Obama Drones Memo Disclosure Could Change FOIA Cases

Obama Drones Memo Disclosure Could Change FOIA Cases
WASHINGTON, DC - FEBRUARY 05: U.S. Attorney General Eric Holder leads a news conference with attorneys general from eight states and the District of Columbia at the Department of Justice February 5, 2013 in Washington, DC. Holder announced that the United States is bringing a civil lawsuit against the ratings agency Standards & Poor's and its parent company, McGraw-Hill Companies, over its pre-fiscal crisis bond ratings. (Photo by Chip Somodevilla/Getty Images)
WASHINGTON, DC - FEBRUARY 05: U.S. Attorney General Eric Holder leads a news conference with attorneys general from eight states and the District of Columbia at the Department of Justice February 5, 2013 in Washington, DC. Holder announced that the United States is bringing a civil lawsuit against the ratings agency Standards & Poor's and its parent company, McGraw-Hill Companies, over its pre-fiscal crisis bond ratings. (Photo by Chip Somodevilla/Getty Images)

WASHINGTON -- Until last week, the Obama administration's official position was that it had never technically acknowledged the existence of a memo from the Office of Legal Counsel laying out the legal framework for the targeted killing of an American citizen.

"The very fact of the existence or nonexistence of such documents is itself classified," the Justice Department wrote in a previous letter, despite wide discussion from members of the administration on the general principles of the targeted killing program.

Even a broader document -- a so-called "white paper" -- that spelled out the less-specific legal basis for targeted killings was "protected by the deliberative process privilege" though it was turned over to select members of Congress, a Justice Department official wrote late last month to a reporter from The New York Times who had requested that document.

But once the white paper was disclosed by Michael Isikoff of NBC News, the government had a change of heart. Jason Leopold, a reporter for Truthout who had submitted a Freedom of Information Act request for the white paper in August, contacted DOJ after the leak, reminding them he was granted expedited processing. An official called to tell him it would take three months to disclose the already-public paper but wound up turning over the document in an email to Leopold late Friday as a matter of "agency discretion." Other requestors got the same document on Friday.

"It's completely ridiculous and to me this action underscores how the Obama administration has failed to live up to its promise of open government and transparency," Leopold told HuffPost. "This was an unclassified document shared with certain members of Congress. It should have been made available to me not long after I filed my records request."

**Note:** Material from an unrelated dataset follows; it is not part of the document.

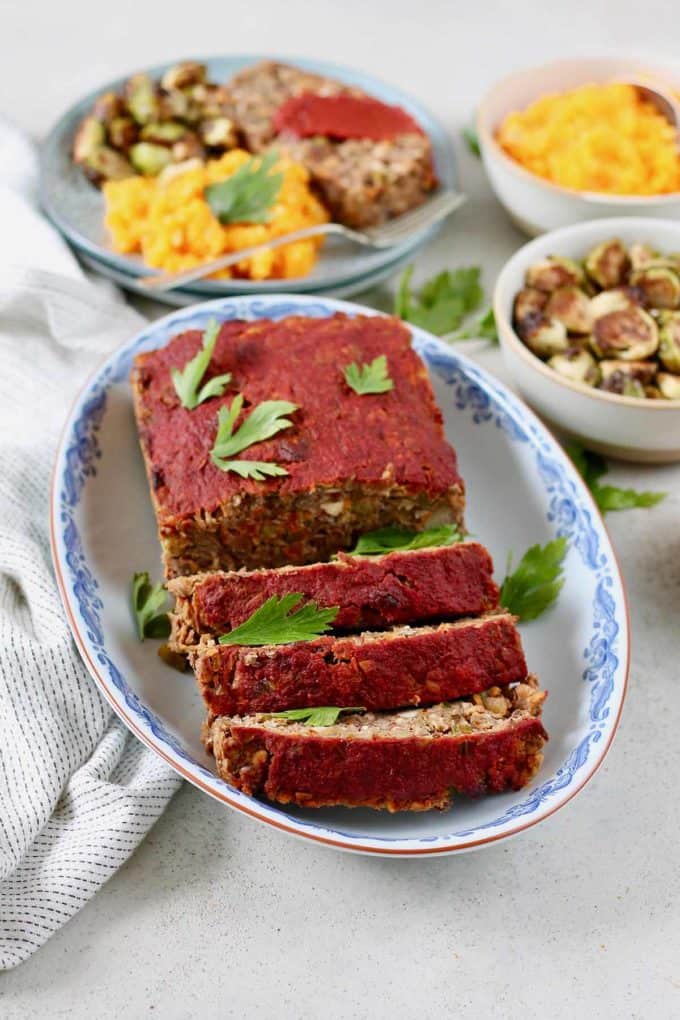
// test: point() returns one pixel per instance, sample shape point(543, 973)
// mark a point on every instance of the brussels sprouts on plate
point(612, 322)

The decision to disclose the document "displays some minimal capacity for reality-testing," wrote Steven Aftergood, the director of the Project on Government Secrecy of the Federation of American Scientists. "To continue to insist that the document was protected and exempt from release would have been too absurd. But the Freedom of Information Act process is supposed to meet a higher standard than 'not absurd,' and in this case it failed to do so."

Meanwhile, the American Civil Liberties Union is fighting on in its mission to get the full OLC memo on targeted killing made public and more information on the CIA's drone program disclosed. The ACLU believes the white paper and the testimony of John Brennan during his CIA confirmation hearing last week bolster its case.

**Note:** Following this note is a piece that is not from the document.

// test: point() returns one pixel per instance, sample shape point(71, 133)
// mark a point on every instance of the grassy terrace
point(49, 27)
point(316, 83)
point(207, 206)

"We think we were right before and we think we have an even stronger case now," Brett Max Kaufman, a national security fellow with the ACLU, told The Huffington Post.

John Brennan's testimony during this CIA confirmation hearing last week offered additional evidence, the ACLU believes. The ACLU sent a letter to the U.S. Court of Appeals for the District of Columbia Circuit, which is deciding the organization's appeal of the CIA decision to reject their FOIA. The letter points to the transcript where Brennan and the members of the Senate Select Committee on Intelligence "extensively discussed various aspects of the CIA’s targeted-killing program, including the 'role' of the 'CIA director in [the] approval process” for targeted killings abroad."

ACLU lawyers are also in the midst of appealing a federal judge's decision to deny their FOIA for the OLC memo despite what the judge described as the "Alice-in-Wonderland nature" of the process. Now that the government has formally acknowledged that the OLC memo exists and turned over a copy to select members of Congress, the ACLU hopes the appeals court will take its side.